We begin with the bad calls: let's start with a few of Aristotle's
mistakes. First, Aristotle believed that thinking occurred in the
region around the heart and not in the brain (a cooling organ, PA 652b
21-25, cf. HA 514a 16-22). Second, Aristotle thought that men were
hotter than women (the opposite is the case). Third, Aristotle
overweighed the male contribution in reproduction. Fourth, little
details are often amiss such as the number of teeth in women. Fifth,
Aristotle believed that spontaneous generation could occur. For
example, Aristotle observed that from animal dung certain flies could
appear (even though careful observation did not reveal any flies
mating and laying their eggs in the dung. The possibility of the eggs
already existing in the abdomen of the animal did not occur to
Aristotle.) However, these sorts of mistakes are more often than not
the result of an a priori principle such as "women being colder and
less perfectly formed than men" or the application of his method on
(in principle) unobservables—such as human conception in which it is
posited that the male provides the efficient, formal, and final cause
while the woman provides merely the material cause.
Good Calls: Aristotle examined over 500 different species of animals.
Some species came from fishermen, hunters, farmers, and perhaps
Alexander. Many other species were viewed in nature by Aristotle.
There are some very exact observations made by Aristotle during his
stay at Lesbos. It is virtually certain that his early dissection
skills were utilized solely upon animals (due to the social
prohibition on dissecting humans). One example of this comes from the
Generation of Animals in which Aristotle breaks open fertilized
chicken eggs at carefully controlled intervals to observe when visible
organs were generated. The first organ Aristotle saw was the heart.
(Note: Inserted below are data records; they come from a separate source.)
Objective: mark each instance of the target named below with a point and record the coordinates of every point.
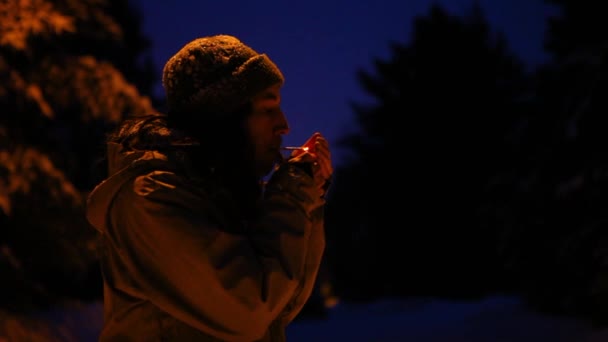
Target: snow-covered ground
(490, 320)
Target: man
(195, 247)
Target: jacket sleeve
(231, 286)
(276, 196)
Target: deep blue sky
(319, 45)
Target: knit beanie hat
(215, 75)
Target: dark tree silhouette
(413, 212)
(559, 252)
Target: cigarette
(295, 148)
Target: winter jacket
(174, 268)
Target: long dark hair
(218, 146)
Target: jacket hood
(123, 166)
(132, 149)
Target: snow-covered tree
(69, 71)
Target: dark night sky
(319, 45)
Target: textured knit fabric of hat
(216, 74)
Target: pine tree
(69, 71)
(412, 212)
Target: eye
(273, 111)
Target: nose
(282, 126)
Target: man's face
(266, 126)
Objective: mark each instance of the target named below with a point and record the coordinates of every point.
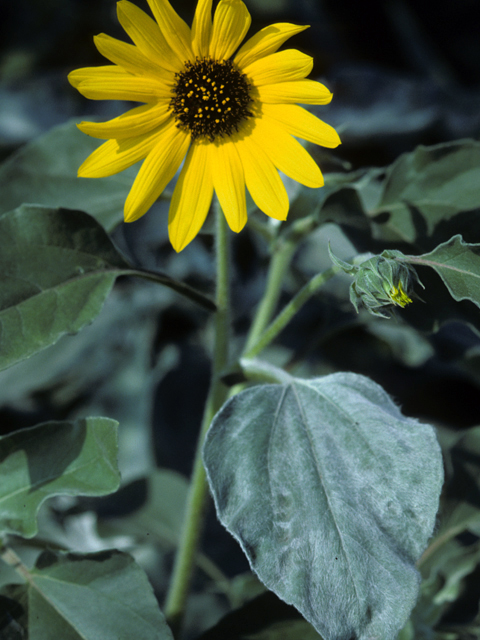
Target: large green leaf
(104, 595)
(265, 617)
(332, 494)
(428, 186)
(426, 196)
(458, 264)
(72, 458)
(45, 172)
(57, 267)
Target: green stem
(254, 347)
(277, 271)
(198, 492)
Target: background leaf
(104, 595)
(430, 185)
(332, 494)
(458, 264)
(73, 458)
(45, 172)
(57, 266)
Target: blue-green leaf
(332, 494)
(104, 595)
(45, 172)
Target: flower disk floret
(231, 117)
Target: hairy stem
(198, 492)
(277, 271)
(284, 317)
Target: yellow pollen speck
(399, 297)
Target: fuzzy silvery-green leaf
(104, 595)
(458, 264)
(57, 267)
(332, 494)
(54, 458)
(45, 172)
(428, 186)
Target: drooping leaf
(45, 172)
(161, 516)
(427, 196)
(53, 458)
(57, 267)
(462, 491)
(332, 494)
(458, 264)
(104, 595)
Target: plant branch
(284, 317)
(198, 492)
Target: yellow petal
(303, 124)
(261, 177)
(116, 155)
(300, 91)
(131, 124)
(192, 197)
(130, 58)
(265, 41)
(230, 24)
(113, 83)
(229, 183)
(175, 31)
(286, 153)
(85, 73)
(202, 28)
(282, 66)
(157, 170)
(146, 34)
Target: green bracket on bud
(381, 282)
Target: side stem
(277, 271)
(198, 492)
(284, 317)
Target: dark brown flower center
(210, 98)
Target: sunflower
(231, 116)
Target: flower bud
(381, 282)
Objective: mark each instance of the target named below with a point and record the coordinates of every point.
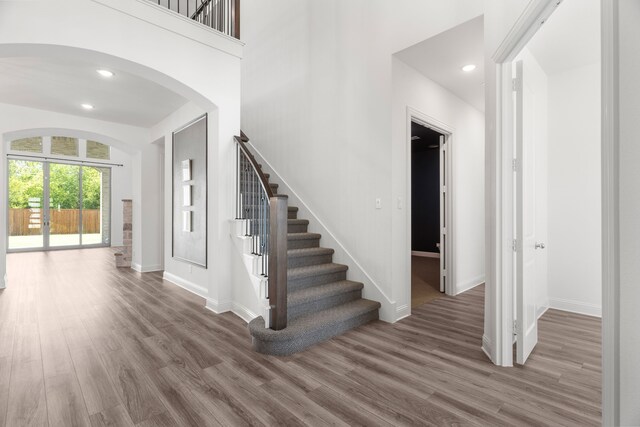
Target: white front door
(526, 327)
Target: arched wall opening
(219, 97)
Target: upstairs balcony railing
(221, 15)
(265, 221)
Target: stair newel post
(278, 261)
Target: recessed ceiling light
(105, 73)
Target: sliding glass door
(57, 205)
(26, 205)
(64, 205)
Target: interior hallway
(82, 343)
(425, 280)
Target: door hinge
(515, 85)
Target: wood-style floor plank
(83, 343)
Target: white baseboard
(575, 307)
(425, 254)
(185, 284)
(146, 269)
(487, 348)
(542, 310)
(469, 284)
(222, 307)
(217, 306)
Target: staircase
(321, 302)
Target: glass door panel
(96, 187)
(64, 205)
(25, 210)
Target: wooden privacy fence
(28, 222)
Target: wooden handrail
(221, 15)
(241, 141)
(274, 233)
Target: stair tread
(291, 253)
(315, 293)
(303, 236)
(307, 324)
(312, 270)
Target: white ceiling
(441, 58)
(570, 38)
(62, 85)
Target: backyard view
(27, 208)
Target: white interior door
(526, 327)
(443, 216)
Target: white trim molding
(574, 306)
(487, 347)
(469, 284)
(218, 307)
(610, 216)
(201, 291)
(500, 259)
(146, 269)
(415, 115)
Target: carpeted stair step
(297, 225)
(313, 328)
(292, 212)
(304, 277)
(322, 297)
(309, 256)
(303, 240)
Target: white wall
(148, 209)
(575, 241)
(629, 212)
(121, 188)
(317, 90)
(413, 90)
(21, 122)
(196, 62)
(536, 85)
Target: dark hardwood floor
(82, 343)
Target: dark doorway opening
(427, 215)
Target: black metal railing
(265, 221)
(221, 15)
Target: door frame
(414, 115)
(46, 208)
(535, 13)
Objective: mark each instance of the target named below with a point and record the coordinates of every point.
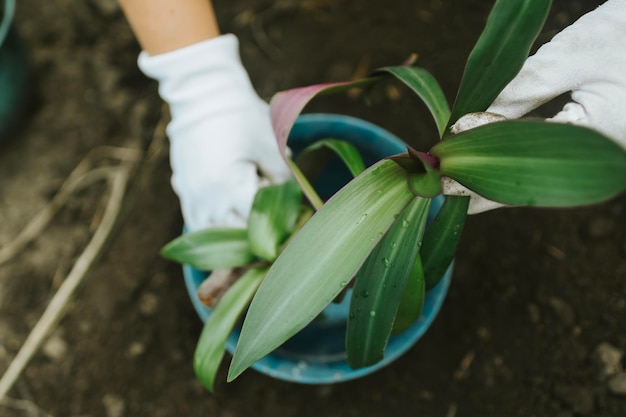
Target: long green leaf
(380, 284)
(499, 54)
(219, 325)
(272, 218)
(347, 152)
(413, 298)
(427, 88)
(326, 252)
(535, 163)
(442, 238)
(210, 249)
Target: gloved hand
(587, 59)
(222, 146)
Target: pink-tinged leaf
(286, 106)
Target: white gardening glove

(In fact it is the spinal cord and the beginnings of the nervous
system, but this is not visible without employing modern staining
techniques.) On eggs opened later, Aristotle saw other organs. This
led Aristotle to come out against a popular theory of conception and
development entitled, "the pre-formation theory." In the pre-formation
theory, whose advocates extended until the eighteenth century, all the
parts appear all at once and development is merely the growth of these
essential parts. The contrary theory that Aristotle espouses is the
epigenetic theory. According to epigenesis, the parts are created in a
nested hierarchical order. Thus, through his observation, Aristotle
saw that the heart was formed first, then he postulated that other
parts were formed (also backed-up by observation). Aristotle
concludes,
I mean, for instance, not that the heart once formed, fashions the
liver, and then the liver fashions something else; but that the one is
formed after the other (just as man is formed in time after a child),
not by it. The reason of this is that so far as the things formed by
nature or by human art are concerned, the formation of that which is
potentially brought about by that which is in actuality; so that the
form of B would have to be contained in A, e.g., the form of liver
would have to be in the heart—which is absurd. (GA 734a 28-35, Peck
trans.)
In epigenesis the controlling process of development operates
according to the TE plan of creating the most important parts first.
Since the heart is the principle (arche) of the body, being the center
of blood production and sensation/intelligence, it is appropriate that
it should be created first. Then other parts such as the liver, etc.
are then created in their appropriate order. The
epigenesis-preformation debate lasted two thousand years and Aristotle
got it right.
Another interesting observation by Aristotle is the discovery of the
reproductive mode of the dog shark,Mustelus laevis (HA 6.10, 565b
1ff.). This species is externally viviparous (live bearing) yet
internally oviparous (egg bearing). Such an observation could only
have come from dissections and careful observations.
Another observation concerns the reproductive habits of cuttlefish. In
this process of hectocotylization, the sperm of the Argonauta among
other allied species comes in large spermataphores that the male
transfers to the mantle cavity of the female. This complicated
maneuver, described in HA 524a 4-5, 541b 9-15, cf. 544a 12, GA 720b
33, was not fully verified by moderns until 1959!
Though Aristotle's observations on bees in HA seems to be entirely
from the beekeeper's point of view (HA 625b7-22), he does note that
there are three classes of bees and that sexual reproduction requires
that one class give way. He begins his discussion in the Generation of
Animals with the following remark, "The generation of bees is beset
with many problems" (GA 759a 9). If there are three classes and two
genders, then something is amiss. Aristotle goes through what he feels
to be all the possibilities. Though the observations are probably
second-hand, Aristotle is still able to evaluate the data. He employs
his systematic theory using the over-riding meta-principle that Nature
always acts in an orderly way (GA 760a 32) to form his explanation of
the function of each type of bee. This means that there must be a
purposeful process (TE) that guides generation. However, since neither
Aristotle nor the beekeepers had ever seen bee copulation, and since
Aristotle allows for asexual generation in some fish, he believes that
the case of bees offers him another case in which one class is sterile
(complies with modern theory on worker bees), another class creates
its own kind and another (this is meant to correspond to the Queen
bee—that Aristotle calls a King Bee because it has a stinger and
females in nature never have defensive weapons), while the third class
creates not its own class but another (this is the drone).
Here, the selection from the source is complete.